I haven't seen it yet - but boys clothes in rural Scotland would be more rough and ready than in the cities - I don't know when it's set but many would help out unloading the catch when the fishing boats returned in a setting such as above,like the kids would
help out with the berry picking in inland villages. They might have a best outfit for the church back then,but not for school. The contrast is Edinburgh in the 1930's as portrayed in "The Prime of Miss Jean Brodie" -
Charming little British film about a skinny little Scottish boy, who everyone calls Wee Geordie. He is pictured as a boy 10-years of age and of course wears nice shorts, cords I think. He is picked on by the other boys at school who chase him and tease him. His only friend appears to be a little girl. Geordie has a lovely Scottish accent and is a very sweet little boy. Unfortunately the sequences with him as a boy only take up a part at the beginning of the film, but there is a substantial sequence. He sends off for a body building course and grows up to be a huge strapping lad that shakes the house when he stomps about and towers over his parents. Everyone still, however, continues to call him Wee Geordie.

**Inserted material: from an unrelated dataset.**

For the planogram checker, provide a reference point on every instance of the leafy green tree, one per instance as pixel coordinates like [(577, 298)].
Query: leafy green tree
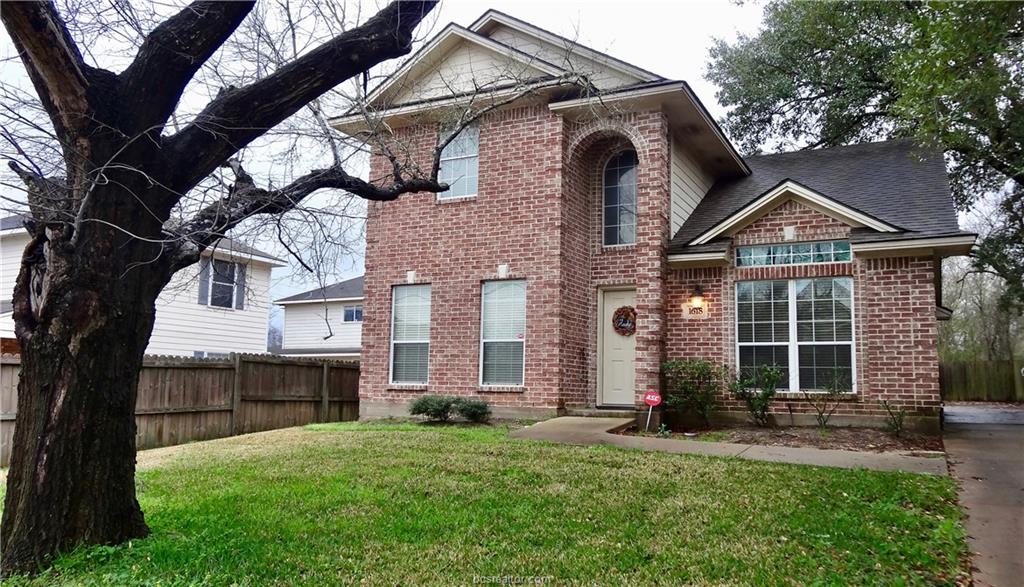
[(948, 75)]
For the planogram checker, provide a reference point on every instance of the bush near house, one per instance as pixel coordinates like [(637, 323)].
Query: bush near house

The opening voiceover introduction of "Whisky Galore!" describes "A happy people with few and simple pleasures." One the screen nine children appear in sucessive order through a
crofthouse door. Mackendrick’s comedy is set on the fictitious island of Todday. This was one of the clasic films of the Ealing studio, but was shot on location at Barra,
Critics have carped that the film is stereotypical and patronising. They are reasonably correct about this, but the film is also is enjoyably humerous. a ship runs aground and the islanders try to salvage thousands of cases of whiskey was onboard. A Celtic criminal gang has to outwit the English Home Guard. The film was shown in America as "Tight
Little Island". The film is based on a book by Compton Mackenzie and the actual grounding of the SS Politician off Eriskay.

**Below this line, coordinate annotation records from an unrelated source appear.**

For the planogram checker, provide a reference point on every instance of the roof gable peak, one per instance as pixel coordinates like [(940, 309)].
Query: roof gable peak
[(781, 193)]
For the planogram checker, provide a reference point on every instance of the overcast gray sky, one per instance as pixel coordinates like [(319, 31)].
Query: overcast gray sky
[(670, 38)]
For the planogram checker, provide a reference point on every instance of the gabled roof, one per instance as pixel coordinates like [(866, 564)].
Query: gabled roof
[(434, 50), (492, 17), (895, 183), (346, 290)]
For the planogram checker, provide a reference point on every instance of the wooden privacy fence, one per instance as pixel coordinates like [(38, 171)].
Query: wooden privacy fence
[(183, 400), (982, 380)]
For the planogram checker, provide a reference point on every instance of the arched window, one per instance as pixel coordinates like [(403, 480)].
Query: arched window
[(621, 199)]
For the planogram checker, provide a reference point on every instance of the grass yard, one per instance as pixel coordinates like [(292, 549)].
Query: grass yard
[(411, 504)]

"I'm not a mad Scots nationalist but I do think it important for people to hang on
to their National identity and this is often displayed in clothing. It's always a sore point up here when we're portrayed as being all kilts and sporrans on the one hand and lumped in with England on the other. When we try to do something to remedy that fact, like
develop our distinct film industry, the films are often designated as British or U.K. rather than Scottish. The importance of films like "The Bill Douglas Trilogy" and "Ratcatcher" is that they show Scotland from a Scottish point of view in contast to the kilt and claymore portrayals we often see. Kilts of course do have a place in
our culture, but we don't walk about in them all the time. I have never worn one as I don't have a tartan--but I'm none the less Scottish for that."